Хотя Митч мог бы стравить часть распирающей его злости, разбив газовым ключом подслушивающее электронное оборудование, которое стояло в проходе у западной стены, делать этого он не стал.
Когда поднял газовый ключ, вдруг решил, что он стал тяжелее, чем был раньше.
В застывшем воздухе гаража почувствовал какой-то подвох. Ему показалось, что за ним наблюдают, над ним смеются.
Неподалеку терпеливо ждали добычу раскинувшие сети пауки. И пара-тройка толстых весенних мух жужжала в непосредственной близости от шелковых ловушек.
Но наблюдало за ним нечто куда более страшное, чем мухи или пауки. Митч огляделся, никого и ничего не обнаружил.

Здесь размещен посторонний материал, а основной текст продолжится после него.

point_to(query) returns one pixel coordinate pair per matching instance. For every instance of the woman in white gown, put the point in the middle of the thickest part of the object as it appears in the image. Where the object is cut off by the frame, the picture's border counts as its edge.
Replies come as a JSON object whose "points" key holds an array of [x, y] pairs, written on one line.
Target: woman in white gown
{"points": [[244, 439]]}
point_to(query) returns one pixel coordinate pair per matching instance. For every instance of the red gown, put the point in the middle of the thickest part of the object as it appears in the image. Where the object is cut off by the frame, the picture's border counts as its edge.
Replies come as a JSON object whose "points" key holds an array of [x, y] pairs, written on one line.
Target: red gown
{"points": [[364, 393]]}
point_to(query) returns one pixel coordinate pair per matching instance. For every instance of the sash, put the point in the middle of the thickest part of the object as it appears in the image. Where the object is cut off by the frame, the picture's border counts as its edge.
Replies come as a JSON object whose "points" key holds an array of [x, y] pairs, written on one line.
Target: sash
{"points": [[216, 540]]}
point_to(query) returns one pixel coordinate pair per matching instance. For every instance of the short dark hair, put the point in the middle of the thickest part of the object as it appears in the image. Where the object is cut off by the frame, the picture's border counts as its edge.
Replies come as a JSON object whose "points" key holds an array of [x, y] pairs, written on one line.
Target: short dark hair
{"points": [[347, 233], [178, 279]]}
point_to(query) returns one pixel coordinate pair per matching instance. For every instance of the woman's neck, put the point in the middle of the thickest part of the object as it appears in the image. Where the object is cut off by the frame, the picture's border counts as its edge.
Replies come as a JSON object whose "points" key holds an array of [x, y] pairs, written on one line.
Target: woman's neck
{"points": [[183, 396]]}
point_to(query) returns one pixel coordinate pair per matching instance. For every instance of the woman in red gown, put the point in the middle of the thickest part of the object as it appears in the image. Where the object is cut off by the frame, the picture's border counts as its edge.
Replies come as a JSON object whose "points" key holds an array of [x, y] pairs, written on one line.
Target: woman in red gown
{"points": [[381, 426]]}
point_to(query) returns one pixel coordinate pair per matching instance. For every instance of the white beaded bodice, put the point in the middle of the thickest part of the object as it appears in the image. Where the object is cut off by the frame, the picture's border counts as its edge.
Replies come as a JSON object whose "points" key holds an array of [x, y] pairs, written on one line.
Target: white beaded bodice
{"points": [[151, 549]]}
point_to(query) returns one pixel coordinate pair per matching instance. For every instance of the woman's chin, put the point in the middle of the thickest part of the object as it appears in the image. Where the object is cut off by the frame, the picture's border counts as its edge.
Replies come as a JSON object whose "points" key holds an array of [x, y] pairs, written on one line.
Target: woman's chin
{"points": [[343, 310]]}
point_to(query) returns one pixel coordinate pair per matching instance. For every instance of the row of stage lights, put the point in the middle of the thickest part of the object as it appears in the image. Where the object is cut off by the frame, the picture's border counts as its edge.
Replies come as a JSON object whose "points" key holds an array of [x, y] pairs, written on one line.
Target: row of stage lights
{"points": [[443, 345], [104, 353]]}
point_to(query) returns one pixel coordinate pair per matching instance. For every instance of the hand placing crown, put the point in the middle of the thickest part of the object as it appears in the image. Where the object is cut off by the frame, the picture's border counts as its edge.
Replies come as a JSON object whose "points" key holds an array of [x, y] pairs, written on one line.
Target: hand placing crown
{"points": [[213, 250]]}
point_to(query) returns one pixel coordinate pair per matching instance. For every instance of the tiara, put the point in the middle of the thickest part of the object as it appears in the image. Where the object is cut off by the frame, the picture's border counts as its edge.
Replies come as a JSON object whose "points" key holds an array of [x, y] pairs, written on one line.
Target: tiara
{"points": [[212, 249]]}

Что-то пряталось от него, пряталось не в тенях, пряталось не в проходах между коробками, нет, пряталось у него на виду. Он видел, но был слеп. Он слышал, но был глух.
Однако ощущение, что он не один, нарастало, сдавливало горло, грудь. А потом резко пропало.
Митч отнес газовый ключ вниз, вернул на прежнее место на стене.
Достал из тачки мобильник, бумажник, пистолет и револьвер, кобуру. Положил все это на переднее пассажирское сиденье «Хонды».
Выехал из гаража, припарковался за домом и быстренько сходил за пиджаком. Он был во фланелевой рубашке, ночь не могла быть такой холодной, чтобы пришлось надевать пиджак, поэтому требовался он Митчу для другого.
Выйдя у дома, он ожидал увидеть Таггарта, стоящего у «Хонды». Но обошлось, детектив не появился.
Вновь сев за руль, Митч положил пиджак на переднее пассажирское сиденье, укрыв им вещи покойника.
Часы на приборном щитке показывали то же время, что и наручные, – 5.11.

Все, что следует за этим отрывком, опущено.